StrataLight, while it makes some transponder modules, really concentrates on subsystems -- boxes that sit alongside a switch or router. "They add the subsystem knowhow, including the software," says Michael Chan, Opnext executive vice president.
What the companies have in common is an obsession with speed. When Opnext spun off from Hitachi Ltd. (NYSE: HIT; Paris: PHA) in 2002, its goal was to concentrate on 10 Gbit/s, then the high end of the market.
StrataLight, meanwhile, was part of an early 40-Gbit/s demonstration with Cisco in 2004, and it was included in Cisco's 100-Gbit/s trial run with Comcast announced recently. (See OpNext Completes Hitachi Transfer, StrataLight Powers Cisco's OC768, Comcast Thinks Big, and More on 100Gig.)
In addition to giving Opnext a wider 40-Gbit/s product range, the merger could speed up the research both companies are already doing on 100-Gbit/s technology, Chan says.
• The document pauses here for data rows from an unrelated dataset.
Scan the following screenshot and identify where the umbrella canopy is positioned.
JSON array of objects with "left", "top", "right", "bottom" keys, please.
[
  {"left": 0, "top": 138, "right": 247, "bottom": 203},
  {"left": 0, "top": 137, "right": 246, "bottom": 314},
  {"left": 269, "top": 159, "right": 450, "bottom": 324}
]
More mergers are expected in the components space, particularly as Finisar Corp. (Nasdaq: FNSR) and Optium Corp. (Nasdaq: OPTM) wrap up a deal that probably makes them the largest supplier in the industry. It's unclear whether other publicly-held players like Avanex Corp. (Nasdaq: AVNX) and Bookham Inc. (Nasdaq: BKHM; London: BHM) will make similar moves. (See Avanex Axes CEO Jo Major and Avanex's Major Coup.)
Speculation around the industry is that a disagreement over merger strategy could have caused the sudden firing of Jo Major, chairman and CEO of Avanex, earlier this week. (See Finisar & Optium Challenge JDSU.)
Chan notes that the Finisar/Optium deal wasn't a factor in Opnext's offer to StrataLight. But as usual in these deals -- particularly in this sector -- he notes that Opnext is "always looking around" for other merger possibilities.